I woke up one morning with the knowledge that a certain friend and I were no longer going to be friends. And it wasn’t a fun feeling.

We’d been friends a long time—about 8 years—but there wasn’t a hangout or a conversation I could remember that didn’t cross some sort of line. No, we weren’t doing anything illegal. But morally, things always felt off.

As a Christian, I toiled with the idea of terminating the friendship. I wasn’t sure what to do—we’re supposed to love everyone unconditionally, right? I went to the four Gospels in search of guidance. If I were going to live like Christ, I needed to see how He handled these types of relationships.
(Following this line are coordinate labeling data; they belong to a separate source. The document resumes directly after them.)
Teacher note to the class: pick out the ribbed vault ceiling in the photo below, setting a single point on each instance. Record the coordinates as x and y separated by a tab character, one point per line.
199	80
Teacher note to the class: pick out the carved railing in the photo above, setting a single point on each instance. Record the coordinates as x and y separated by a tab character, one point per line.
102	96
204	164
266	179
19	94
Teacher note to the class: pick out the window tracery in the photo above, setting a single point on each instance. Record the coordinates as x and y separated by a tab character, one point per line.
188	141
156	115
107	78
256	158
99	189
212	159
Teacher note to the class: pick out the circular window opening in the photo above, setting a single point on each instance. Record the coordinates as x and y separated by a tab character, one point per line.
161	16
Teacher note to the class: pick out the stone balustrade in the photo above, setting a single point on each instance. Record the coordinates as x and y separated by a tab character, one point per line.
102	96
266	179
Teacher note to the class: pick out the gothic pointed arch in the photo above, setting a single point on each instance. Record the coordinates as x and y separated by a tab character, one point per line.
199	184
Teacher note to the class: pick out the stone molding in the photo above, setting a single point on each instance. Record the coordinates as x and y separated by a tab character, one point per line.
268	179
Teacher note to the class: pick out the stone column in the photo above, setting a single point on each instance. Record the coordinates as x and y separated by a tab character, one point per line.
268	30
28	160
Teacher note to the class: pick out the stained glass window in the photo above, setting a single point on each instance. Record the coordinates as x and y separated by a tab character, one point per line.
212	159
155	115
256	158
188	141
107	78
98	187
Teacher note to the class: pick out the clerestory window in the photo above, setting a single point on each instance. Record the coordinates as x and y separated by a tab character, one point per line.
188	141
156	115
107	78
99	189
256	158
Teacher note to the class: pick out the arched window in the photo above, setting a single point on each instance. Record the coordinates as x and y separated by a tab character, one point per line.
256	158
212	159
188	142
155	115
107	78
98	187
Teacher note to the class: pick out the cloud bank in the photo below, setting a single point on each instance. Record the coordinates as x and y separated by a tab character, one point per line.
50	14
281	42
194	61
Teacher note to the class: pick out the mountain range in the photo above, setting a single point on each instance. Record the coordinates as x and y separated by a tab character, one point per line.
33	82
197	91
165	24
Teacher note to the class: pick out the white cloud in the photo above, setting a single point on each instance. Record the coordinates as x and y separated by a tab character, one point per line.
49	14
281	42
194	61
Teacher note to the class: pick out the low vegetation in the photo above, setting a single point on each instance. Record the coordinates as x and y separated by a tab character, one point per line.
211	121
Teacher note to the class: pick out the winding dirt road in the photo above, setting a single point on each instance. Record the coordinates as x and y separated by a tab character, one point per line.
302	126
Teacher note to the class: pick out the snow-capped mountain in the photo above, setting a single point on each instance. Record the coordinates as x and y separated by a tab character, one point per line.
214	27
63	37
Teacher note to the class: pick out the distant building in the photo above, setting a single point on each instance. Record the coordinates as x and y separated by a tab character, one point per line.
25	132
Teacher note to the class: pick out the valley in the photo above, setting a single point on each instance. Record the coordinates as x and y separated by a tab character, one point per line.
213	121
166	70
In the Gospels, I noticed that while Jesus loved every single person, He didn’t pick everyone to walk with Him from village to village. “It was at this time that He went off to the mountain to pray, and He spent the whole night in prayer to God. And when day came, He called His disciples to Him and chose twelve of them” (Luke 6:12-13). Jesus’ call to follow Him was a personal invitation to walk alongside Him in friendship, and He made this important decision after first submitting His plans to God the Father.

While Christ calls us to love unconditionally and sacrificially, this doesn’t mean we turn a blind eye to destructive behavior. Christ wants us to follow Him in obedience, and a bad friendship will only lead us astray. A companion who constantly asks us to compromise God’s will for our lives is no friend at all.

Instead, the people we invite into our lives ought to encourage, support, and love us. They should provide wise counsel and hold us accountable as we seek to live in ways that are pleasing to God. Choosing our friends wisely not only keeps us from getting hurt but also from spending our lives pursuing meaningless things. A good friend will walk confidently beside us towards God’s great plan. 

If something discourages us from following God’s will, we are to cut it off (Matt. 16:23). And as much as we might love a friend, letting them go might be the most loving thing we can do—so they can have time to realize God has greater things in store for both of you.